U.S. Rep. Richard Neal, D-Springfield, has announced a hopeful timeline for enacting the federal government’s $1.9 trillion pandemic relief package before existing benefits expire in March.
The House of Representatives’ Committee on Ways and Means, which Neal chairs, will be responsible for writing the bills that cover $940 billion of the total $1.9 trillion package that is being advanced by President Joe Biden.
Specifically, the Ways and Means Committee’s work addresses unemployment benefits, tax credits, health care and retirement security.
Neal announced Monday that the Ways and Means Committee plans to work on its proposals starting Wednesday and through Friday.
“Our nation is struggling, the virus is still not contained, and the American people are counting on Congress to meet this moment with bold, immediate action,” Neal said. “From increasing direct assistance to those who need it most to expanding tax credits for low- and middle-income workers, we deliver substantial solutions in this package.”
Neal said he and other Democrats in Congress hope to pass the legislation by mid-March, when existing emergency unemployment benefits expire.
Community Action Pioneer Valley, which provides social support services in Franklin and Hampshire counties and the North Quabbin area, applauds the federal government’s efforts, but also expects that even more aid will be necessary in the future, said the organization’s Executive Director Clare Higgins.

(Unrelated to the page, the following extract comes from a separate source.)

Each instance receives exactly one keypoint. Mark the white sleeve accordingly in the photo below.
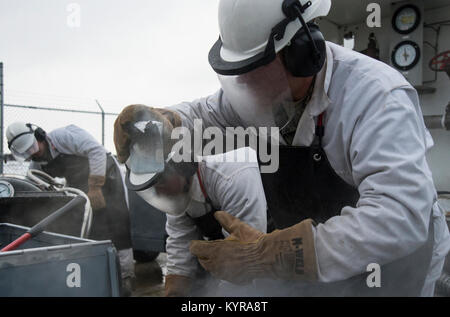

“If there’s a time to have a federal government, now is the time, during a pandemic,” Higgins said. “This large federal COVID relief package has a number of things that I think are really needed in communities.”
Among the most pressing issues, Higgins said, would be support for child care expenses, unemployment benefits and the direct cash payments.
To those points, the proposal outlined by Neal would expand weekly unemployment checks from $300 to $400 and would extend the emergency unemployment program through Aug. 29; expand child tax credits and allow families to claim expenses related to child care; and send $1,400 checks to working Americans, intended to supplement the $600 checks sent in December.
However, the total $1.9 trillion plan is expected to be whittled down during negotiations in Congress. Last week, Republicans from Congress met with Biden to discuss their counter-proposal, worth only $618 billion. Congress ultimately voted to pursue Biden’s more ambitious plan. But, in the Senate, which is split evenly between 50 Republicans and 50 Democrats, the vote was initially a tie, and had to broken by Vice President Kamala Harris.
A proposal for a $15 minimum wage, in the package from the House Committee on Education and Labor, is seen as a long shot. Biden has acknowledged it is unlikely to make it into the final law.
Franklin County Continuing the Political Revolution, a Greenfield political organization that advances an agenda inspired by Vermont Sen. Bernie Sanders, likewise endorses the proposal to establish a higher federal minimum wage, but acknowledged it may be difficult.
“We definitely support that,” said David Greenberg, who is on the group’s coordinating committee. “We hope it can be put through, one way or another.”